As normas elaboradas pela CTNBio são mais uma demonstração clara do seu descaso para com a biossegurança, a legislação brasileira e o Poder Judiciário. As ilegalidades são patentes. Na Resolução Normativa 3, a CTNBio delegou às próprias empresas apresentar um plano de monitoramento referente a sua espécie transgênica aprovada – ao invés de cumprir sua atribuição imposta  pelo artigo 14, III, da Lei 11.105/05.
Por sua vez, a Resolução Normativa 4, que deveria tratar de coexistência de variedades de milho transgênicos, convencionais, orgânicos e ecológicos, se resumiu a estabelecer distâncias mínimas de 100 metros entre os cultivos transgênicos, agroecológicos e convencionais, irrisórios para uma cultura polinizada pelo vento.
Gabriel Fernandes, agrônomo da AS-PTA, afirmou que a medida da CTNBio iria promover uma contaminação massiva do milho, acabando com diversidade genética que os agricultores familiares conservam e também com o direito de consumirmos alimentos livre de transgênicos.

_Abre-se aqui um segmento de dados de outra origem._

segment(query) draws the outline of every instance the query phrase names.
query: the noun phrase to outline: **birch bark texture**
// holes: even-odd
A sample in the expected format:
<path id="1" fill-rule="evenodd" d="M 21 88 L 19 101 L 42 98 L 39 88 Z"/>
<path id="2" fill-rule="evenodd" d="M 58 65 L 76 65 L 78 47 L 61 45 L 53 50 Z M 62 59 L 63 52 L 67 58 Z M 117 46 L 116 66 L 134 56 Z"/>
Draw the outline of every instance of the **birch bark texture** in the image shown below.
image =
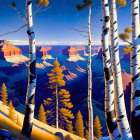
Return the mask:
<path id="1" fill-rule="evenodd" d="M 32 0 L 26 0 L 26 24 L 29 38 L 29 76 L 22 133 L 30 137 L 34 118 L 36 90 L 36 48 L 33 30 Z"/>
<path id="2" fill-rule="evenodd" d="M 139 0 L 131 1 L 132 7 L 132 83 L 131 127 L 134 140 L 140 139 L 140 29 Z"/>
<path id="3" fill-rule="evenodd" d="M 89 114 L 89 140 L 94 139 L 93 133 L 93 107 L 92 107 L 92 70 L 91 70 L 91 31 L 90 31 L 90 18 L 91 18 L 91 7 L 89 8 L 88 16 L 88 114 Z"/>
<path id="4" fill-rule="evenodd" d="M 101 0 L 103 19 L 102 19 L 102 56 L 105 77 L 105 116 L 108 133 L 111 140 L 121 140 L 121 135 L 117 126 L 115 108 L 114 108 L 114 81 L 111 68 L 110 52 L 109 52 L 109 4 L 108 0 Z M 106 139 L 106 138 L 101 138 Z"/>
<path id="5" fill-rule="evenodd" d="M 122 85 L 121 66 L 119 59 L 118 24 L 116 0 L 111 2 L 111 55 L 115 89 L 116 118 L 122 139 L 132 139 L 130 126 L 126 114 L 124 92 Z"/>

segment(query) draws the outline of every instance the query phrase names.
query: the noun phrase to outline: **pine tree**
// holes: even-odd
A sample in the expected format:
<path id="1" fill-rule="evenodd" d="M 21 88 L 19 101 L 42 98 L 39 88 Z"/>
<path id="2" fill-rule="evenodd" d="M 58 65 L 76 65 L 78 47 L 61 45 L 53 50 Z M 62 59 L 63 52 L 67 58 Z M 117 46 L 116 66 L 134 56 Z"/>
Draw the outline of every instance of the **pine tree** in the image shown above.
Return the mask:
<path id="1" fill-rule="evenodd" d="M 53 93 L 55 95 L 55 93 Z M 54 110 L 54 106 L 56 106 L 56 96 L 48 98 L 44 100 L 44 105 L 47 106 L 47 122 L 48 124 L 52 124 L 55 120 L 54 116 L 56 114 L 56 110 Z M 74 119 L 73 113 L 70 109 L 73 107 L 70 102 L 70 93 L 65 89 L 60 89 L 58 92 L 58 119 L 59 119 L 59 127 L 65 128 L 68 127 L 68 124 L 72 124 L 72 119 Z M 53 119 L 53 120 L 52 120 Z M 72 126 L 71 126 L 72 127 Z M 71 130 L 72 132 L 72 130 Z"/>
<path id="2" fill-rule="evenodd" d="M 62 69 L 60 64 L 56 60 L 54 61 L 54 67 L 51 73 L 48 73 L 50 88 L 55 89 L 55 101 L 56 101 L 56 128 L 58 129 L 58 88 L 65 86 L 65 81 L 63 80 L 64 74 L 62 74 Z"/>
<path id="3" fill-rule="evenodd" d="M 91 69 L 91 45 L 92 45 L 92 40 L 91 40 L 91 7 L 92 7 L 92 0 L 83 0 L 83 4 L 77 4 L 76 8 L 80 11 L 82 9 L 88 8 L 88 26 L 87 26 L 87 33 L 88 35 L 87 40 L 88 40 L 88 64 L 87 64 L 87 69 L 88 69 L 88 123 L 89 123 L 89 140 L 94 139 L 94 133 L 93 133 L 93 107 L 92 107 L 92 69 Z M 80 33 L 81 34 L 81 33 Z"/>
<path id="4" fill-rule="evenodd" d="M 17 125 L 22 126 L 22 124 L 21 124 L 21 122 L 20 122 L 20 119 L 19 119 L 18 115 L 17 115 Z"/>
<path id="5" fill-rule="evenodd" d="M 97 139 L 102 137 L 102 126 L 99 120 L 99 117 L 96 116 L 95 120 L 94 120 L 94 132 L 95 132 L 95 136 Z"/>
<path id="6" fill-rule="evenodd" d="M 87 140 L 89 139 L 89 131 L 88 131 L 88 129 L 86 129 L 85 138 L 86 138 Z M 95 138 L 95 137 L 94 137 L 94 138 Z"/>
<path id="7" fill-rule="evenodd" d="M 2 94 L 0 96 L 1 96 L 2 101 L 3 101 L 3 105 L 8 105 L 8 101 L 7 101 L 8 94 L 7 94 L 7 89 L 6 89 L 5 83 L 2 84 L 0 93 Z"/>
<path id="8" fill-rule="evenodd" d="M 72 122 L 67 124 L 67 130 L 68 130 L 68 132 L 70 132 L 70 133 L 72 133 L 72 134 L 74 133 L 74 131 L 73 131 L 73 126 L 72 126 Z"/>
<path id="9" fill-rule="evenodd" d="M 9 103 L 9 114 L 8 114 L 8 117 L 13 122 L 15 122 L 15 123 L 17 122 L 15 108 L 13 107 L 13 104 L 12 104 L 11 100 L 10 100 L 10 103 Z"/>
<path id="10" fill-rule="evenodd" d="M 75 131 L 76 134 L 80 137 L 84 137 L 84 123 L 83 123 L 83 116 L 80 112 L 80 110 L 77 113 L 76 116 L 76 122 L 75 122 Z"/>
<path id="11" fill-rule="evenodd" d="M 45 112 L 44 107 L 43 107 L 42 104 L 41 104 L 41 106 L 39 108 L 38 119 L 41 122 L 46 123 L 46 112 Z"/>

Já Maria Rita Reis, advogada da Terra de Direitos, declarou que uma vez mais a CTNBio demonstrou total descompromisso com a Biossegurança e a sociedade brasileira e que a Comissão recusa-se a discutir biossegurança, preocupando-se apenas com os interesses das transnacionais de biotecnologia.
Comentando a decisão judicial, Frei Sérgio, do Movimento dos Pequenos Agricultores, afirmou que “finalmente alguém na estrutura do poder do Estado brasileiro entendeu o risco da dilapidação genética que os transgênicos vão trazer para a biodiversidade brasileira”.
A decisão judicial atendeu a uma solicitação das organizações não-governamentais ANPA – Associação Nacional dos Pequenos Agricultores, AS-PTA – Assessoria e Serviços a Projetos em Agricultura Alternativa, IDEC – Instituto Brasileiro de Defesa do Consumidor e Terra de Direitos na ação civil pública que movem em face da União Federal para questionar as liberações de milhos transgênicos.